Dalam upaya untuk menghentikan wabah yang telah berlangsung sejak Mei tahun ini, Indonesia telah mulai memvaksinasi semua hewannya di seluruh negeri.
Menurut data yang diberikan oleh pemerintah Indonesia, lebih dari 317.000 hewan telah terinfeksi di 21 provinsi di Indonesia, yang sebagian besar terletak di Jawa dan Sumatera, dua pulau dengan kepadatan penduduk tertinggi.
Terlepas dari kenyataan bahwa penyakit ini dapat berakibat fatal bagi hewan, penyakit ini biasanya tidak dianggap sebagai risiko bagi kesehatan manusia.
“Semangat masyarakat untuk berkurban tidak berkurang, tetapi mereka lebih mengkhawatirkan kesehatan (hewan),” kata Muhammad Husein al Bana, seorang pedagang sapi di Jakarta. “Mereka lebih khawatir tentang kesehatan (hewan).”

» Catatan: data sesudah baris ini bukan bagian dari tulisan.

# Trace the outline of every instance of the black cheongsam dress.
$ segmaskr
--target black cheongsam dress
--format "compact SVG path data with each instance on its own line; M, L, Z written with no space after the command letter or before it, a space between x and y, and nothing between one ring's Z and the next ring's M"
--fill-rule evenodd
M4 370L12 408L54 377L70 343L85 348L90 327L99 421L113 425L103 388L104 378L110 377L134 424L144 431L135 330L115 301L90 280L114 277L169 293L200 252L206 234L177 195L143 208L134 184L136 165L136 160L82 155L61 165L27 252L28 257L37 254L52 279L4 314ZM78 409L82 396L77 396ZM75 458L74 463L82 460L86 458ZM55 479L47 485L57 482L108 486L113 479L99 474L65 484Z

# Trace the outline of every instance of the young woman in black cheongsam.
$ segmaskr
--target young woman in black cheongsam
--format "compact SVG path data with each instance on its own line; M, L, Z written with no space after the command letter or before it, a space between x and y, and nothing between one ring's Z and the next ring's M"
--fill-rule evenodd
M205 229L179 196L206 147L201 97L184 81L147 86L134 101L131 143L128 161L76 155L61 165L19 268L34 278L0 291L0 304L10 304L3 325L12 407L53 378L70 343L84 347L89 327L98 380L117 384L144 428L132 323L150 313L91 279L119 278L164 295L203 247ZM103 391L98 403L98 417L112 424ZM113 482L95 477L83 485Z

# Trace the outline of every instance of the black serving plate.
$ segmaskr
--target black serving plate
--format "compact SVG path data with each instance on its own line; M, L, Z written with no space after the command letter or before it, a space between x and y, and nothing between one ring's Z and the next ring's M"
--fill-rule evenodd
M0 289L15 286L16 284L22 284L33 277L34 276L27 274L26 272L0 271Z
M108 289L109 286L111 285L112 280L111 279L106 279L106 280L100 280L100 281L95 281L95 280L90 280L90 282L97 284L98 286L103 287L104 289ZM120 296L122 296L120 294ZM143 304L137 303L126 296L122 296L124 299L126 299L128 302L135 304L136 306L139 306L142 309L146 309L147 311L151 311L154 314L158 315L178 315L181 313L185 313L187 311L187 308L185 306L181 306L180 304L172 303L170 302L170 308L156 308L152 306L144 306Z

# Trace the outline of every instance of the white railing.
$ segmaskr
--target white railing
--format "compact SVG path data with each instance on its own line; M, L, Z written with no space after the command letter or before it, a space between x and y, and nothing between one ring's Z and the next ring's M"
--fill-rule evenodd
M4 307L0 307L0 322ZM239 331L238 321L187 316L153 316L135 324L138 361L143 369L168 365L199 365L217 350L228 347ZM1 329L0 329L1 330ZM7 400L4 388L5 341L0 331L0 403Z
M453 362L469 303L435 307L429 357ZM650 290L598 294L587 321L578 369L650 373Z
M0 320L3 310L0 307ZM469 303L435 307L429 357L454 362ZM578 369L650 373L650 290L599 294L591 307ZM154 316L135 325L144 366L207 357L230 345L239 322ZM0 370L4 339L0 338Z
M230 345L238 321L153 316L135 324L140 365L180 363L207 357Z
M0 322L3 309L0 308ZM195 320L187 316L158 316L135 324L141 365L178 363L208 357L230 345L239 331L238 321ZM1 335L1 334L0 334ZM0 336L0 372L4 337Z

Sejak 1986, negara di Asia Tenggara tidak terkena PMK, suatu kondisi yang diakui oleh Organisasi Kesehatan Hewan Dunia pada tahun 1990. Status ini bertahan hingga Mei tahun ini.
Iskandar Saputra, pembeli asal Jakarta yang masih bersedia mengambil risiko, dikutip mengatakan, “Pada akhirnya keputusan konsumen.”
“Menurut saya, sapi yang dijual di sini aman dan sehat.”